Many a military stiff upper lip quivered when an entire battalion of 550 men from the Coldstream Guards, who share ceremonial sentry duties at Queen Elizabeth's Buckingham Palace residence, were confined to quarters for a day in early November after charges of barracks bullying.
The regiment kept face by marching one unit, clad in famous bearskin hats, to the Palace for the traditional changing of the guard.
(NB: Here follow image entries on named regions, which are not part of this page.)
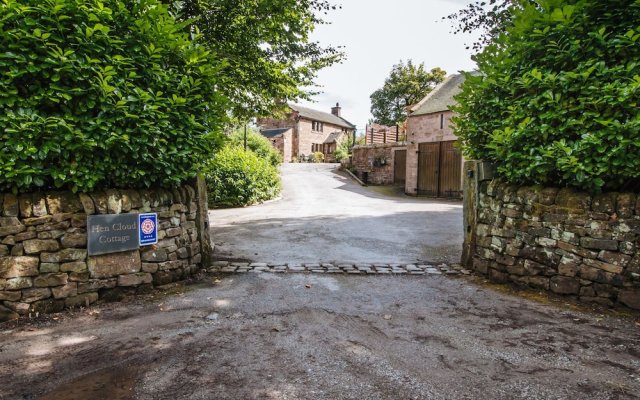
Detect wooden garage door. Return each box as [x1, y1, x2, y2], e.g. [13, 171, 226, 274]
[393, 150, 407, 183]
[418, 141, 462, 198]
[418, 142, 440, 197]
[438, 141, 462, 198]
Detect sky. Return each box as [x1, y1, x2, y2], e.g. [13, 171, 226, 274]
[300, 0, 475, 130]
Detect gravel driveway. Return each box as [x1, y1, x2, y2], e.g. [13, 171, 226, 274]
[209, 164, 463, 264]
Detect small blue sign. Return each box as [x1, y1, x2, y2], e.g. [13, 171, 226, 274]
[138, 213, 158, 246]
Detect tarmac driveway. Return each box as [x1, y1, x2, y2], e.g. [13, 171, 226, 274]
[0, 165, 640, 400]
[209, 164, 463, 264]
[0, 273, 640, 400]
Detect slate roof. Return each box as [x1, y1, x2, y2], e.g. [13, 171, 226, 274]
[289, 104, 355, 129]
[409, 74, 465, 116]
[260, 128, 291, 138]
[324, 132, 343, 143]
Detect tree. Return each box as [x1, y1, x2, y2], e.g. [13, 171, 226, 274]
[454, 0, 640, 191]
[370, 60, 447, 126]
[442, 0, 534, 52]
[175, 0, 344, 121]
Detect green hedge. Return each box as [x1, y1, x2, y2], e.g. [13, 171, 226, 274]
[229, 128, 282, 167]
[204, 145, 281, 207]
[455, 0, 640, 191]
[0, 0, 224, 192]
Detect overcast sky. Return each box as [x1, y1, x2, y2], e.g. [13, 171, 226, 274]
[301, 0, 475, 129]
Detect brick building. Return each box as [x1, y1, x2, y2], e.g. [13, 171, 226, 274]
[258, 103, 355, 162]
[364, 123, 407, 144]
[405, 74, 465, 198]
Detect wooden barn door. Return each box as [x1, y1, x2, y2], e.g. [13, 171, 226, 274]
[418, 141, 462, 198]
[438, 141, 462, 198]
[418, 142, 440, 196]
[393, 150, 407, 183]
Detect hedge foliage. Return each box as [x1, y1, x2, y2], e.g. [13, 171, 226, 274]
[229, 128, 282, 167]
[455, 0, 640, 191]
[0, 0, 224, 192]
[204, 144, 281, 207]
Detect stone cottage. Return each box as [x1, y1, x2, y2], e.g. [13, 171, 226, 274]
[405, 74, 465, 198]
[258, 103, 355, 162]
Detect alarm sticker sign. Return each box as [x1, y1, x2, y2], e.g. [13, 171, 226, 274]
[138, 213, 158, 246]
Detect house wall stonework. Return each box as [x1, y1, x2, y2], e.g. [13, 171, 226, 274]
[405, 111, 464, 196]
[463, 180, 640, 309]
[258, 112, 353, 162]
[351, 143, 406, 185]
[298, 119, 343, 156]
[0, 184, 211, 319]
[269, 129, 293, 163]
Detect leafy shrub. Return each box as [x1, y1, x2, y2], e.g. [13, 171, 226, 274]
[229, 128, 282, 167]
[204, 145, 281, 207]
[0, 0, 224, 192]
[455, 0, 640, 191]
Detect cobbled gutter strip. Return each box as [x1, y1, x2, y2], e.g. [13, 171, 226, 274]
[209, 261, 471, 275]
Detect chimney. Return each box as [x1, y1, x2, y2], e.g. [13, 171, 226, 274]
[331, 103, 342, 117]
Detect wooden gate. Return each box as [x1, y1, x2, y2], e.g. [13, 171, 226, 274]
[393, 150, 407, 183]
[418, 141, 462, 198]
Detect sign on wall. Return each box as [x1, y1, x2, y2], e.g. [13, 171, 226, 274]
[87, 214, 139, 256]
[138, 213, 158, 246]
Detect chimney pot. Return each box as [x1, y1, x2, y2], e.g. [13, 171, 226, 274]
[331, 103, 341, 117]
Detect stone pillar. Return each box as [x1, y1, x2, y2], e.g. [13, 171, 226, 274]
[195, 175, 214, 268]
[460, 161, 478, 268]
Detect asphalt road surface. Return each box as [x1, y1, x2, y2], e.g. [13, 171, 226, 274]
[0, 273, 640, 400]
[209, 164, 463, 264]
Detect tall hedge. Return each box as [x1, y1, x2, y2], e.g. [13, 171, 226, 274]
[0, 0, 224, 191]
[204, 147, 281, 207]
[455, 0, 640, 191]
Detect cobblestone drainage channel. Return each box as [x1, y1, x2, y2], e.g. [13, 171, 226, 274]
[209, 261, 471, 275]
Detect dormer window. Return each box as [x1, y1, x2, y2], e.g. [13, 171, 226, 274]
[311, 121, 324, 132]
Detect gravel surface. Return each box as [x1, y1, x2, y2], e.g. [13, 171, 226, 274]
[209, 164, 463, 264]
[0, 273, 640, 400]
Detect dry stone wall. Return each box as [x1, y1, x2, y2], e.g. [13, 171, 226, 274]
[351, 143, 406, 185]
[0, 185, 210, 320]
[471, 180, 640, 309]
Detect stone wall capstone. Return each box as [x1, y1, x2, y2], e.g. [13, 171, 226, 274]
[0, 184, 211, 321]
[463, 180, 640, 309]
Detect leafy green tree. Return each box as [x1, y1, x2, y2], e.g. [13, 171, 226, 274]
[370, 60, 447, 126]
[0, 0, 225, 192]
[175, 0, 344, 120]
[455, 0, 640, 191]
[442, 0, 537, 51]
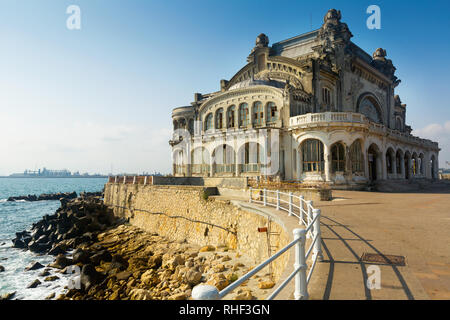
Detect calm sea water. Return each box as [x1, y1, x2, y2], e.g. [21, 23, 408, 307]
[0, 178, 107, 300]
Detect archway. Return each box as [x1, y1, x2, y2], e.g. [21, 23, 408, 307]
[367, 144, 381, 182]
[404, 151, 411, 179]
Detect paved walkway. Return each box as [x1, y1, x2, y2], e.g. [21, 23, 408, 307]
[310, 190, 450, 300]
[221, 184, 450, 300]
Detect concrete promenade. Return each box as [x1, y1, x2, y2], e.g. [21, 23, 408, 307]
[223, 186, 450, 300]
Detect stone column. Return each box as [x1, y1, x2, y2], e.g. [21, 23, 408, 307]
[295, 147, 303, 180]
[400, 156, 406, 179]
[377, 151, 387, 180]
[323, 144, 331, 182]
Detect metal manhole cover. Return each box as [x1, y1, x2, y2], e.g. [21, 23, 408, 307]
[360, 252, 406, 266]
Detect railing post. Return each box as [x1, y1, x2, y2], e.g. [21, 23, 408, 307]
[294, 229, 309, 300]
[313, 209, 323, 261]
[289, 192, 292, 217]
[298, 196, 305, 225]
[191, 284, 220, 300]
[277, 190, 280, 210]
[306, 200, 314, 239]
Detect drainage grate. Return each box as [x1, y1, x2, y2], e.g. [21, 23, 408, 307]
[360, 252, 406, 266]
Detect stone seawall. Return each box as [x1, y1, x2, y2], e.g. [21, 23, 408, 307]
[104, 183, 291, 281]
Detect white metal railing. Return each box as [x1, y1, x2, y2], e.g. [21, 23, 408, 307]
[192, 188, 323, 300]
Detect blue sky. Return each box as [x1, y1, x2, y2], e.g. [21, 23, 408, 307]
[0, 0, 450, 175]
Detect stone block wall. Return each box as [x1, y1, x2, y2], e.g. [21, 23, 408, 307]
[105, 183, 292, 281]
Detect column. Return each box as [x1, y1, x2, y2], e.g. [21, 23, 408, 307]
[323, 144, 331, 182]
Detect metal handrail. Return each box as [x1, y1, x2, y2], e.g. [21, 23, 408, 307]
[192, 188, 323, 300]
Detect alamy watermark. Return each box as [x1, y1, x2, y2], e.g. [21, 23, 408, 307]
[66, 5, 81, 30]
[366, 4, 381, 30]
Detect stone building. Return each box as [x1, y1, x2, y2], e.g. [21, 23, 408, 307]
[170, 9, 439, 186]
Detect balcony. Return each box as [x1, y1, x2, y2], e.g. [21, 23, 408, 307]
[289, 112, 438, 148]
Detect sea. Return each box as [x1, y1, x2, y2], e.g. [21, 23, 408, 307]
[0, 178, 107, 300]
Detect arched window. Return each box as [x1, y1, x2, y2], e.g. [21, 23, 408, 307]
[359, 96, 383, 123]
[267, 102, 278, 122]
[331, 143, 345, 172]
[216, 108, 224, 129]
[227, 106, 236, 128]
[253, 101, 264, 126]
[239, 103, 249, 126]
[350, 140, 363, 173]
[302, 139, 324, 172]
[322, 87, 333, 109]
[205, 113, 213, 131]
[395, 118, 403, 130]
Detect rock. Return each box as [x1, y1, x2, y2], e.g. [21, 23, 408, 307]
[48, 244, 66, 256]
[184, 269, 202, 286]
[162, 255, 184, 270]
[27, 279, 41, 289]
[199, 245, 216, 252]
[49, 254, 73, 269]
[148, 255, 162, 269]
[39, 270, 50, 277]
[129, 289, 152, 300]
[80, 264, 104, 291]
[141, 269, 159, 286]
[115, 271, 132, 281]
[45, 292, 56, 300]
[233, 290, 256, 300]
[213, 264, 225, 273]
[13, 239, 27, 249]
[168, 292, 186, 300]
[72, 249, 91, 264]
[0, 291, 16, 301]
[258, 280, 275, 289]
[90, 250, 112, 265]
[25, 262, 44, 271]
[44, 276, 59, 282]
[207, 273, 230, 291]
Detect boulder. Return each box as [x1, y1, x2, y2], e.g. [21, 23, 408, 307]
[129, 289, 152, 300]
[90, 250, 112, 265]
[27, 279, 41, 289]
[80, 264, 104, 291]
[49, 254, 73, 269]
[25, 262, 44, 271]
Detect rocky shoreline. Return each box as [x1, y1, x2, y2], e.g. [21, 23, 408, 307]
[6, 191, 102, 202]
[4, 196, 274, 300]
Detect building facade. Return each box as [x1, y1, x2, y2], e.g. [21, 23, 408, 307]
[170, 9, 439, 186]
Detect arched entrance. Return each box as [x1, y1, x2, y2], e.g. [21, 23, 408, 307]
[367, 144, 381, 182]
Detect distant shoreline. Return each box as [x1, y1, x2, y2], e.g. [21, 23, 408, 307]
[0, 176, 108, 179]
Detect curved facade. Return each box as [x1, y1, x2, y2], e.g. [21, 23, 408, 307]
[170, 9, 439, 185]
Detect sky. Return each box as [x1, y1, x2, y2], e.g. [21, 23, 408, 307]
[0, 0, 450, 175]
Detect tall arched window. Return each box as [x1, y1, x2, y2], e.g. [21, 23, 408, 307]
[227, 106, 236, 128]
[322, 87, 333, 110]
[267, 102, 278, 122]
[216, 108, 224, 129]
[239, 103, 249, 126]
[302, 139, 324, 172]
[358, 95, 383, 123]
[331, 143, 345, 172]
[205, 113, 213, 131]
[350, 140, 363, 173]
[253, 101, 264, 126]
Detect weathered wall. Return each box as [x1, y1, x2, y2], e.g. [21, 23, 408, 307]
[105, 183, 291, 280]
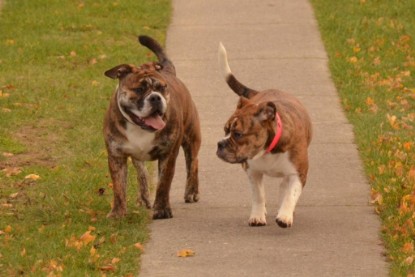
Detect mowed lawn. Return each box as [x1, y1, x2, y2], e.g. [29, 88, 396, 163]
[0, 0, 171, 276]
[311, 0, 415, 276]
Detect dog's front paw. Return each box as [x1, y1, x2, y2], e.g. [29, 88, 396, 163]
[137, 197, 151, 209]
[275, 214, 294, 228]
[184, 193, 199, 203]
[153, 208, 173, 219]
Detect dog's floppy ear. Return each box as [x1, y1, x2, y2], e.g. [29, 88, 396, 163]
[236, 96, 249, 109]
[104, 64, 133, 79]
[255, 102, 277, 121]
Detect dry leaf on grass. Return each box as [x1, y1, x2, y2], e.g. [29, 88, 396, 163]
[24, 174, 40, 181]
[1, 167, 22, 177]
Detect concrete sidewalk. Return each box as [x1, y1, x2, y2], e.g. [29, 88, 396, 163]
[140, 0, 387, 277]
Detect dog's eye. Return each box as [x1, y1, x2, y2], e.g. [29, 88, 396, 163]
[134, 87, 144, 94]
[232, 131, 243, 139]
[155, 84, 166, 93]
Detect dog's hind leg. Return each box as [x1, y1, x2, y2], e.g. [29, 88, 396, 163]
[276, 175, 303, 228]
[131, 158, 151, 209]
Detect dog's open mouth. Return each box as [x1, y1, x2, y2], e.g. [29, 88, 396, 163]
[128, 109, 166, 131]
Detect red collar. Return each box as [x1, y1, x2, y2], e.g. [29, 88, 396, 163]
[265, 112, 282, 154]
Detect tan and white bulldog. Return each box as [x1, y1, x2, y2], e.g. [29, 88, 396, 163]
[217, 44, 312, 228]
[104, 36, 201, 219]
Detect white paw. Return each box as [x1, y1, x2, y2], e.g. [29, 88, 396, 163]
[275, 213, 294, 228]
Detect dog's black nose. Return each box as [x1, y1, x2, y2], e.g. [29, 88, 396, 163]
[148, 94, 161, 104]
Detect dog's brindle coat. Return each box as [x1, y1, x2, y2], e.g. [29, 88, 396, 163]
[217, 45, 312, 228]
[104, 36, 201, 219]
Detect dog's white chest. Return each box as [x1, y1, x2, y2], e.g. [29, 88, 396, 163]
[248, 152, 297, 177]
[122, 123, 155, 158]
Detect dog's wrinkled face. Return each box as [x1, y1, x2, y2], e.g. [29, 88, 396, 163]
[105, 64, 169, 132]
[216, 97, 276, 163]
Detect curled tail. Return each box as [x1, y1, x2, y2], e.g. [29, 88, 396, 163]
[219, 42, 258, 98]
[138, 36, 176, 74]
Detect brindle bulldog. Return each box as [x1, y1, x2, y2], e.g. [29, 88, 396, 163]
[217, 44, 312, 228]
[104, 36, 201, 219]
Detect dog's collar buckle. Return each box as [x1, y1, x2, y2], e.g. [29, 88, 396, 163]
[265, 112, 282, 154]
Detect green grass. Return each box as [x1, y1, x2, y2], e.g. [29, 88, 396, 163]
[0, 0, 171, 276]
[311, 0, 415, 276]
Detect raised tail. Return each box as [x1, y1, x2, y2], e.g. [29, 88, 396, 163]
[138, 35, 176, 74]
[219, 42, 258, 98]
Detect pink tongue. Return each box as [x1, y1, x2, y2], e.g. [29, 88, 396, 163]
[143, 115, 166, 130]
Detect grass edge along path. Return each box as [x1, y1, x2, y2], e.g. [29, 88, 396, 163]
[311, 0, 415, 276]
[0, 0, 171, 276]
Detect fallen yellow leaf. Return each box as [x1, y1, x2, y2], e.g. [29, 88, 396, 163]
[99, 264, 115, 271]
[24, 174, 40, 181]
[111, 258, 120, 264]
[79, 231, 96, 245]
[177, 249, 196, 258]
[9, 192, 19, 198]
[1, 167, 22, 177]
[134, 242, 144, 251]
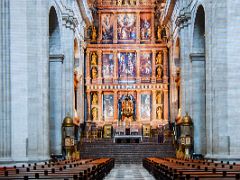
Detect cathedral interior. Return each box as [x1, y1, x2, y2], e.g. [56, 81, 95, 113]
[0, 0, 240, 180]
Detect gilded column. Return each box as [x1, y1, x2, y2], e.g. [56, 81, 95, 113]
[86, 50, 91, 85]
[151, 90, 156, 121]
[163, 49, 168, 83]
[136, 12, 141, 44]
[87, 91, 91, 122]
[113, 50, 118, 84]
[113, 12, 118, 44]
[163, 90, 168, 121]
[97, 50, 102, 84]
[113, 91, 118, 121]
[151, 12, 155, 44]
[136, 90, 141, 122]
[151, 50, 156, 83]
[98, 12, 102, 44]
[98, 91, 103, 121]
[136, 50, 141, 83]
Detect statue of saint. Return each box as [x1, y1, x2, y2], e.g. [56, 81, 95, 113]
[156, 66, 162, 79]
[157, 26, 162, 40]
[156, 52, 162, 64]
[92, 93, 98, 105]
[156, 91, 162, 104]
[92, 26, 97, 41]
[91, 52, 97, 65]
[117, 0, 122, 6]
[92, 67, 98, 79]
[92, 107, 98, 120]
[157, 106, 162, 119]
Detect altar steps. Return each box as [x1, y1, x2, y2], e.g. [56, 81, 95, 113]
[80, 140, 175, 164]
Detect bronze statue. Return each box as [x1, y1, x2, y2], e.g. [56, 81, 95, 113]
[91, 52, 97, 65]
[92, 26, 97, 41]
[156, 52, 162, 64]
[92, 93, 98, 105]
[92, 67, 98, 79]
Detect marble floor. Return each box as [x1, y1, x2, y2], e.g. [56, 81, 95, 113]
[104, 164, 155, 180]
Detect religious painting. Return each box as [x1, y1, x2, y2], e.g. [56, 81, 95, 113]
[118, 52, 136, 77]
[103, 94, 114, 119]
[102, 54, 114, 78]
[117, 13, 137, 40]
[102, 14, 114, 40]
[141, 94, 151, 119]
[140, 13, 152, 40]
[140, 52, 152, 77]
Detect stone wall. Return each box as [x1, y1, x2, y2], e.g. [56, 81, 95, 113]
[0, 0, 91, 161]
[162, 0, 240, 158]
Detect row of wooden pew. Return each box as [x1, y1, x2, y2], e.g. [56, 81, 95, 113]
[143, 158, 240, 180]
[0, 158, 114, 180]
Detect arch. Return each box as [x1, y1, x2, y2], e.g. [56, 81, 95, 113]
[49, 6, 61, 54]
[192, 5, 205, 53]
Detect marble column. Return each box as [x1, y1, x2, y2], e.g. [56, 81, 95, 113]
[151, 90, 156, 121]
[98, 91, 103, 121]
[191, 53, 206, 154]
[136, 90, 141, 122]
[62, 15, 75, 119]
[113, 13, 118, 44]
[163, 90, 168, 121]
[97, 13, 102, 44]
[113, 50, 118, 84]
[136, 12, 141, 44]
[136, 50, 141, 83]
[0, 0, 11, 162]
[87, 91, 91, 122]
[86, 50, 91, 85]
[151, 50, 156, 83]
[163, 49, 168, 83]
[97, 50, 102, 84]
[113, 91, 118, 121]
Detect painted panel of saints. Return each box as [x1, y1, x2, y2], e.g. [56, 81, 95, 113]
[140, 53, 152, 77]
[102, 14, 114, 40]
[141, 94, 151, 119]
[103, 94, 114, 119]
[140, 13, 152, 40]
[117, 14, 137, 40]
[118, 52, 136, 78]
[102, 54, 114, 78]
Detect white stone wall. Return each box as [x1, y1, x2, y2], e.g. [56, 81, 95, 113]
[0, 0, 91, 161]
[163, 0, 240, 158]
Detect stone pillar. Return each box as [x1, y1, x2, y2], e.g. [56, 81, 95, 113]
[97, 50, 102, 84]
[136, 50, 141, 83]
[151, 12, 155, 44]
[87, 91, 91, 122]
[98, 91, 103, 121]
[62, 14, 75, 119]
[0, 0, 11, 162]
[151, 50, 156, 83]
[163, 89, 168, 121]
[113, 13, 118, 44]
[86, 50, 91, 85]
[113, 50, 118, 84]
[163, 49, 168, 83]
[136, 12, 141, 44]
[113, 91, 118, 121]
[191, 53, 206, 154]
[97, 12, 102, 44]
[136, 90, 141, 122]
[151, 90, 156, 121]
But while military police investigated the charges, two soldiers from another Coldstream battalion were jailed for 120 days and three months for separate assaults.
The sentences and allegations of systematic ill-treatment of some young soldiers, including at least one black, have been widely reported by the British press.
"The reputation of the British Army is being tarnished by a small number of brutes and bullies who like to exercise their power over young recruits," Labor opposition Member of Parliament Jack Ashley said in an interview.
He called for a national inquiry and said the cases that have come to light are the tip of the iceberg.
"I've had 50 letters and I'm getting phone calls regularly from young recruits who've been beaten or even burnt," he said. Soldiers have been court-martialed on charges including sexual assault, he said.
Ashley acknowledged the problems of training young men to turn on violence on the exercise grounds and then turn it off in their quarters. But the problem is that there is no check against abuses, he said.
Television news programs have covered the story in detail and popular newspapers have begun campaigning with headlines such as, "Stop the Bullies." One daily even exhorted servicemen to report their experiences of bullying to a special postal address.
"Any serviceman who passes on information to the media about army life without clearance is breaking regulations," an Army spokesman cautioned.
The two Coldstream Guardsmen and four soldiers of the King's Own Scottish Borderers, jailed on Nov. 6, followed servicemen from other troop regiments such as the Devon and Dorsets and the Royal Fusiliers into disgrace this year.
But the Ministry of Defense insists the number of soldiers tried for assaults is not rising and rejects Ashley's call for an inquiry.
"I've been a guardsman for 20 years and I know that when soldiers go abroad they can get a bit out of hand despite efforts to keep them busy," one Army official said. "But it seems to me the media are blowing things out of proportion."
The four soldiers of the King's Own Scottish Borderers, a regiment now defending Britain's front-line positions in West Berlin, received jail terms ranging from two months to two years on Nov. 6 in the biggest of a recent series of courts-martial.
Two others from the same regiment were imprisoned earlier this year and several more are under investigation for assault.
Pvt. James Guthrie, 20, told the latest court-martial he had been punched, kicked, burned on his testicles and dropped 20 feet out of a window during an initiation ceremony at a King's Own barracks in eastern England.
Calvin Finbow, given a medical discharge last year after a corporal was disciplined for assaulting him, said that when charges of brutality were raised, soldiers tended to close ranks rather than risk being labeled a sneak.
"You just had to take what was dished out to you," he said. "I was hit on the head with a stick like the (seven) others in my room if the corporal was unhappy about the state of the place."